Does setScriptFont add a second mapping when the script already exists?
いいえ。[IFonts.setScriptFont](https://reference.aspose.com/slides/ja/java/com.aspose.slides/fonts/#setScriptFont-java.lang.String-java.lang.String-) は、マッピングが存在しない場合に作成し、同じスクリプトタグが既に存在する場合はマッピングされたフォントファミリを置き換えます。
Why did changing a theme mapping not change some text?
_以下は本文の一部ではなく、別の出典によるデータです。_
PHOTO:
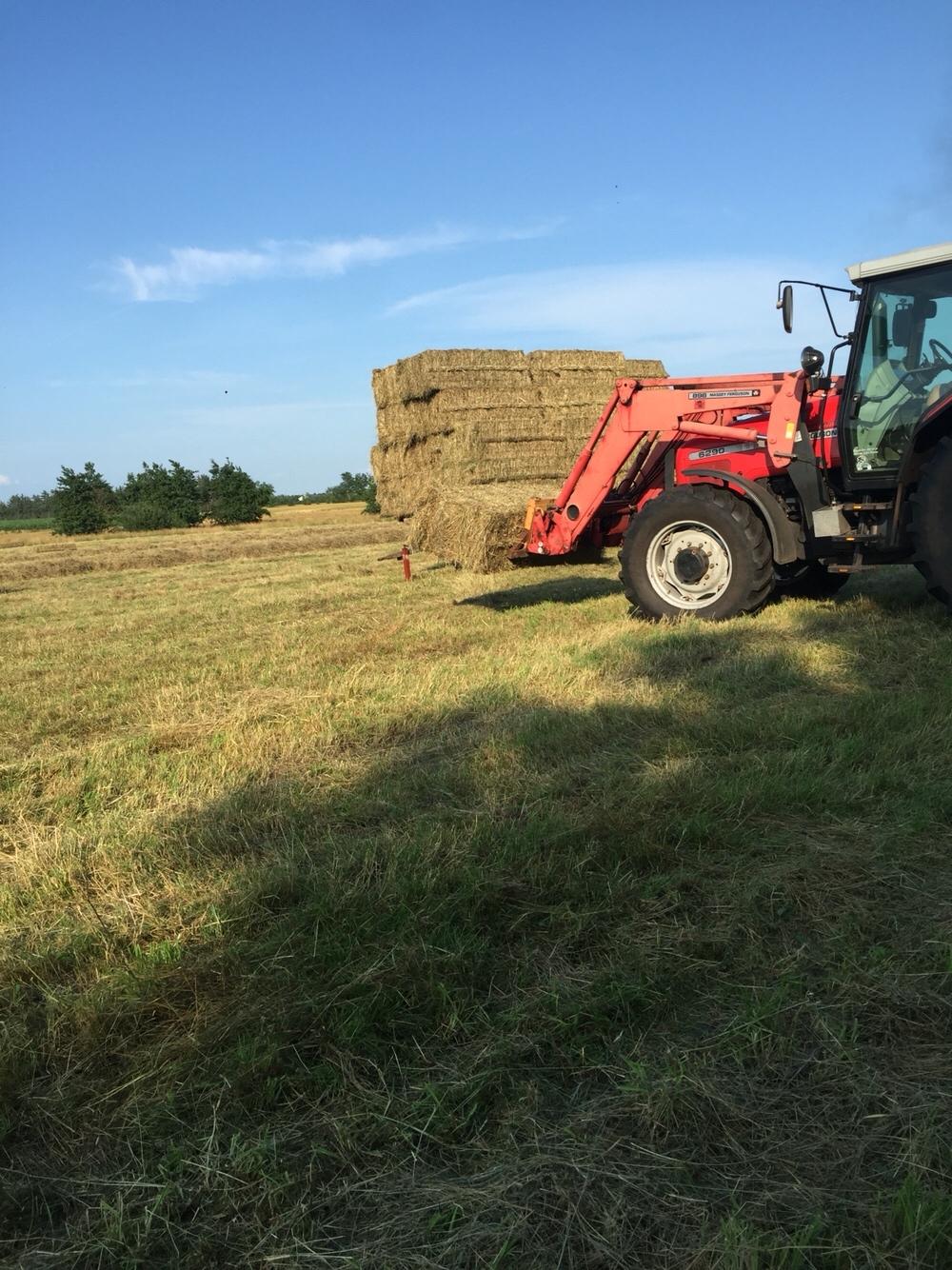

テキストが明示的にフォントを割り当てられている、オーバーライドにより別のテーマを継承している、またはレンダリング時に代替やフォールバックの影響を受けている可能性があります。プレゼンテーションレベルのスクリプトマッピングは、実際の書式設定がそのテーマフォントコレクションを参照しているテキストのみに影響します。
Is saving and reopening enough to validate multilingual output?
いいえ。再度開くことはテーマデータの永続性を確認するだけです。各必要な記述システムから代表的なテキストをレンダリングし、マッピングされたフォントが利用可能で必要なグリフを含んでいることも確認してください。